This Inmate Alleges She Was Brutally Raped by Guard — And Mailed Her Friend the Evidence

AP

When a female inmate at Rikers Island was allegedly raped by a guard, she didn't report the incident to prison authorities.

Instead, 47-year-old Jacqueline Healy made the decision to mail potentially incriminating DNA evidence — torn sections of her shirt — to her friends and family on the outside, according to a New York Daily News report.

Healy told the Daily News a correctional officer raped her while she was cleaning in the complex's Rose M. Singer Center on Nov. 30, locking her in a closet-sized room. Following the assault, she told a prison doctor "something happened and someone hurt me," though she did not tell the doctor — who she said appeared not to care — she was raped.

"She said she never told the doctor she had been raped, fearing retaliation," the Daily News reports. "Back inside her cell, she ripped off two pieces off her shirt and mailed one to a sister and another to a friend in Queens."

Healy accused another officer of sexually assaulting her at Rikers in 2011 after she was arrested for bank robbery, though that allegation never resulted in charges due to a lack of DNA evidence.

Source: Seth Wenig/AP
Source: Seth Wenig/AP
Source: Seth Wenig/AP
Source: Seth Wenig/AP

The inmate had good reason to suspect prison authorities might treat the allegation with little regard.

According to the Nation, the Bureau of Justice Statistics reports that in 2011 to 2012, "32 people per 1,000 were sexually abused in jail; 40 people per 1,000 were sexually abused in prison; and 95 youths per 1,000 were sexually abused in juvenile detention facilities ...  [among free women, the rate of sexual assault was] 1.3 per 1,000 females over the age of 12 in 2012, meaning that a prisoner's likelihood of becoming a victim of sexual assault is roughly 30 times higher than that of any given woman on the outside."

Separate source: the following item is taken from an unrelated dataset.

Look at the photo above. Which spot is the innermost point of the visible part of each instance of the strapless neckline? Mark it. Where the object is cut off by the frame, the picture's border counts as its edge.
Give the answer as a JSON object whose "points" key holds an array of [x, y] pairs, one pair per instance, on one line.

Many of the assaults are being committed by staff members like guards.

In an April op-ed in the New York Times, writer and former inmate Chandra Bozelko wrote, "Prisons protect rape culture to protect themselves. According to the Bureau of Justice Statistics, about half of prison sexual assault complaints in 2011 were filed against staff ... The Justice Department estimates that the total bill to society for prison rape and sexual abuse is as high as $51.9 billion per year, including the costs of victims' compensation and increased recidivism."

Despite this, the perpetrators are rarely ever prosecuted.

If Healy's allegations pan out, it would be far from the first time such an incident has has happened at Rikers. In September, public advocate Letitia James told Broadly that Riker's Rose M. Singer Center is "one of the nine worst jails" in the U.S. for sexual assault.

In May, two women sued the New York City government for repeated rapes endured in the prison's custody, writing the city "enabled a culture of complacency to perpetuate at Rikers Island and thereby consented to the abuse of women in its custody."